1936 yılında dünyaya gelen Mehmet Baturalp; Darüşşafaka Lisesi‘nde okurken basketbola başladı ve bu lisenin takımında parladı. 1954 yılında Fenerbahçe‘ye transfer oldu ve 1954-55 sezonunda tarihinde ilk kez İstanbul Basketbol Ligi şampiyonu oldular. 1967 yılına kadar sarı lacivertli formayı giyen ve basketbolu bu takımda bırakan Baturalp, 2 kez genç, 71 kez de A Millî takım formasını giydi. 10 Ocak 1968 günü Fenerbahçe‘nin Avrupa Kupa Galipleri Kupası‘nda Fransız şampiyonu Asvel‘i yendiği maçta aktif basketbolculuk yaşamını noktaladı. Antrenörlüğe 1965-1966 sezonunda Fenerbahçe‘de oyuncu-antrenör olarak başladı. 1967-1968 İTÜ‘yü tarihinde ilk kez Türkiye Basketbol Ligi şampiyonluğuna ulaştırdı. Bu başarısını 1970 yılında da tekrarladı. 1969-72 yılları arasında Fenerbahçe‘yi çalıştırdı ve 1971 yılında Türkiye ikinciliği kazandı. 1971, 1973 ve 1975 yıllarında Avrupa Basketbol Şampiyonası‘na katılan Türk Millî Takımı’nı idare etti ve bu takımla 1973‘te Avrupa sekizinciliğine ulaştı. Bu sonuç 1951‘deki altıncılıktan 1997‘deki sekizinciliğe dek millî takımın 46 senede ulaştığı en iyi derece oldu. 1979-1982 yılları arasında bir kez daha Fenerbahçe’yi çalıştıran Baturalp, Eczacıbaşı ile 1987-1988 sezonunda özlediği şampiyonluğa ulaştı, sonrasında Cumhurbaşkanlığı Kupası‘nı da kazandırdı. 1988-1989 sezonunda da aynı başarıyı tekrar eden Baturalp, Paşabahçe ile 1990 ve 1992 yıllarında final oynadı. 1990-92 döneminde Milli Takım’da son kez görev yapan Mehmet Baturalp, Milli Takım’da yardımcısı olan çalıştırıcı için “beni yeniledi” diyecek kadar bencillikten uzaktı. Aktif basketbol yaşantısını sonlandırdıktan sonra televizyonda basketbol yorumculuğu yaparken. FB TV’de kadınlar maçlarını yorumluyordu. Bir maç sırasında önüne “takıma fazla yüklenme” yazılı bir kâğıt konur, sakince kulaklığını çıkarıp, masaya koyar ve yürüyüp gider. Çünkü onun için takım değil, basketbol her şeyden önce gelirdi.

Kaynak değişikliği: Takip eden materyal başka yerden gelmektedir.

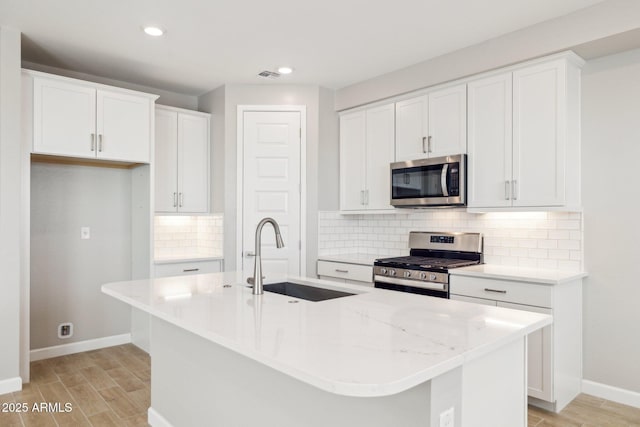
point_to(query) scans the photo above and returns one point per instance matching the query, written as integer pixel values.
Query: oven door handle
(443, 179)
(413, 283)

Batur Abi; 80’li yıllarda bayram tatillerinde ailesi ile Bursa Mudanya’da Motel Köksal’a gelir, tatili süresince her gün orada bulunan benim de içlerinde olduğum gençlere antrenmanlar yaptırırdı. Bu onun tatilinde bile basketbol için bir şeyler yapmak istemesine çok basit bir örnektir. Ardından: babacan tavrı, bitmek bilmeyen basketbol aşkı, öğütleri ve hiç unutulmayacak gülüşü kalan, Batur Abi’yi rahmetle anıyorum.